HARC deployed a mobile laboratory equipped with a Geographical Positioning System (GPS) and a Proton Transfer Reaction-Mass Spectrometer (PTR-MS) to perform real time measurements of ambient concentrations of toxic volatile organic compounds in the vicinity of oil and gas sites located on a large private property in the Eagle Ford Shale of South Texas.
Analyzing Methane Emissions from Upstream Oil and Gas Production Operations
Methane is a prevalent greenhouse gas. According the United States Environmental Protection Agency (EPA), methane accounted for nearly 90% of all US greenhouse gas emissions from human activities in 2011. Methane is emitted from natural and human sources such as industry, agriculture, and waste management activities.
Scientists at the EPA have collected field measurements of atmospheric methane and other environmental variables at a number of oil and gas facilities in Colorado, Texas, and Wyoming. EPA scientists have also calculated the emission estimates from natural gas production facilities using the methane concentrations they measured. HARC is working collaboratively with EPA to conduct additional analysis of the collected data.

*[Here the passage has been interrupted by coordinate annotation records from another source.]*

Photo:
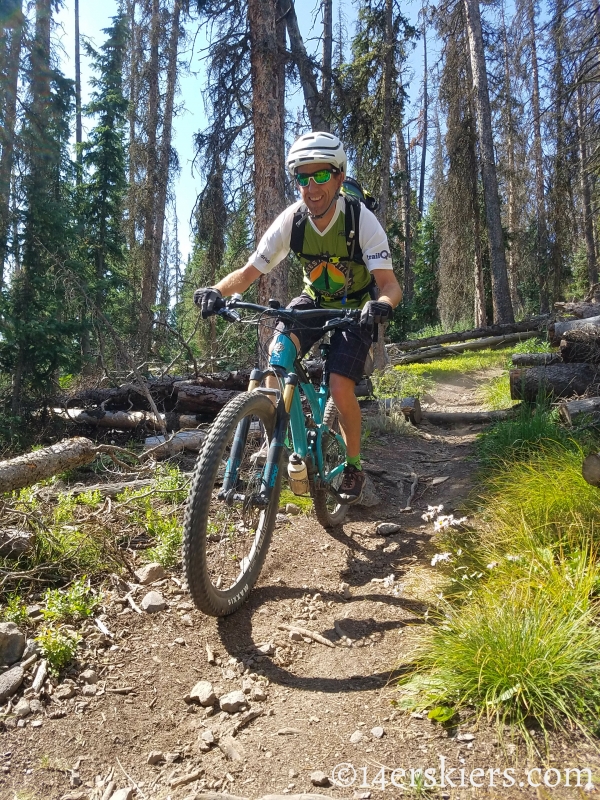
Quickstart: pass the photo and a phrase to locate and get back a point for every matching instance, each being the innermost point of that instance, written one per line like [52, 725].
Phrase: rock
[89, 676]
[319, 778]
[233, 701]
[15, 542]
[10, 682]
[36, 706]
[203, 693]
[153, 602]
[369, 497]
[232, 749]
[150, 573]
[387, 528]
[32, 648]
[22, 709]
[64, 692]
[12, 643]
[208, 736]
[122, 794]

The project is led by Dr. Birnur Guven, Research Scientist in Environmental Modeling in partnership with the Environmental Defense Fund and EPA. The objectives of the research are to review EPA’s modeling approach, compile additional data regarding the sampled production sites, investigate the variability in estimated site emissions in relation to production levels, and compare estimated emissions to the results of other relevant studies.